Specifically, I hope that Campy can make the ergonomics of the shift buttons work well. With electronic shifting, there is no need to hold to convention and have the shift buttons in the same place as mechanical levers. This is one area of criticism for Di2 in that the shift paddles mirror (somewhat) what was done with the mechanical group and limits their effectiveness. 

Here is the latest prototypes I could find on the web. 










I hope they can come up with useful location(s) for the shift buttons and I'm not encouraged by the photos in this article. 

Where do you think shift buttons would be effective? Any thoughts on what will make/break an electric group for Campy?
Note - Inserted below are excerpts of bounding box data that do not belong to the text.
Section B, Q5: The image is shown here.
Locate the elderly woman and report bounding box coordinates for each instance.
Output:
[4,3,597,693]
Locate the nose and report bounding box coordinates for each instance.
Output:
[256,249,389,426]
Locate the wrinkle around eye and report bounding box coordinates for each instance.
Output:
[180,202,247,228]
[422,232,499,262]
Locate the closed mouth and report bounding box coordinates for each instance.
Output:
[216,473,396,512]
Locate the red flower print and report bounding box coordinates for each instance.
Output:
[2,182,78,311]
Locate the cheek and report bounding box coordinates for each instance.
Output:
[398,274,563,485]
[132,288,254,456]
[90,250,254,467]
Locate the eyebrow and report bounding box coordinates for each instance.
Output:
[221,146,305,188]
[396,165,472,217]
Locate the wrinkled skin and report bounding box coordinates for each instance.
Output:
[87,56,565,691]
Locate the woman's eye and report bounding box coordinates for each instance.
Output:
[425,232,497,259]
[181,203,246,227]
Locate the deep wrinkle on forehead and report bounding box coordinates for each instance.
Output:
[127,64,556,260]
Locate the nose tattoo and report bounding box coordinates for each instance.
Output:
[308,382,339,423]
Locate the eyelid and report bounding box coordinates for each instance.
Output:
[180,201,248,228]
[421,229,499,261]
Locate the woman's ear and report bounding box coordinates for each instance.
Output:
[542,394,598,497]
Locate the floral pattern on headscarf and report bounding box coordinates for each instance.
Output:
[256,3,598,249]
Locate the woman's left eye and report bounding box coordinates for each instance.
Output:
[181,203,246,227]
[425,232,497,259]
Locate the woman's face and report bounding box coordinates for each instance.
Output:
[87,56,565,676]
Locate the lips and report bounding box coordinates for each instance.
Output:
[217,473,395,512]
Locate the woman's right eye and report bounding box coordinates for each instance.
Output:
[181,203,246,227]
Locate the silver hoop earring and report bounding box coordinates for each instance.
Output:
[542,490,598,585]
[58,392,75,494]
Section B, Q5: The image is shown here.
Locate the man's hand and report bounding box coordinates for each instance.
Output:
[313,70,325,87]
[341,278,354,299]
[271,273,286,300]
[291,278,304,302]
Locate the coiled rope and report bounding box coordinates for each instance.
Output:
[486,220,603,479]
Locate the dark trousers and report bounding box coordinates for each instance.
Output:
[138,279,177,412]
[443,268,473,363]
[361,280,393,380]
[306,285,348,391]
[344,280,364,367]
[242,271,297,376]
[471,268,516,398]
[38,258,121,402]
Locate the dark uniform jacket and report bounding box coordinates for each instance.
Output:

I'm interested in seeing discussion on these topics and I hope we can refrain from debating the need of an electric group - plenty of other threads on that.


----------



## Guest (Dec 8, 2009)

I think you have to maintain some form of button on the levers so you can shift from the drops. You could use a design like the shimano TT kit and allow for multiple options but to me the baseline design has to facilitate shifting while on hoods or in the drops. Adding stuff like the bar tops etc. would be nice to have if it doesn't get to complicated, I don't know that I want it at the cost of more wires. If I was going to go electronic I'd rather see less wires than now instead of more.


----------



## natbrown (Oct 7, 2005)

some kind of up/down toggle underneath the hoods. Could be reached from the drops, and the hoods????? It's a really difficult design problem. 
Maybe it needs to mirror the mechanical setup to aid familiarity and acceptance with riders?


----------



## jpdigital (Dec 1, 2006)

natedg200202 said:


> I hope they can come up with useful location(s) for the shift buttons and I'm not encouraged by the photos in this article.
> 
> Where do you think shift buttons would be effective? Any thoughts on what will make/break an electric group for Campy?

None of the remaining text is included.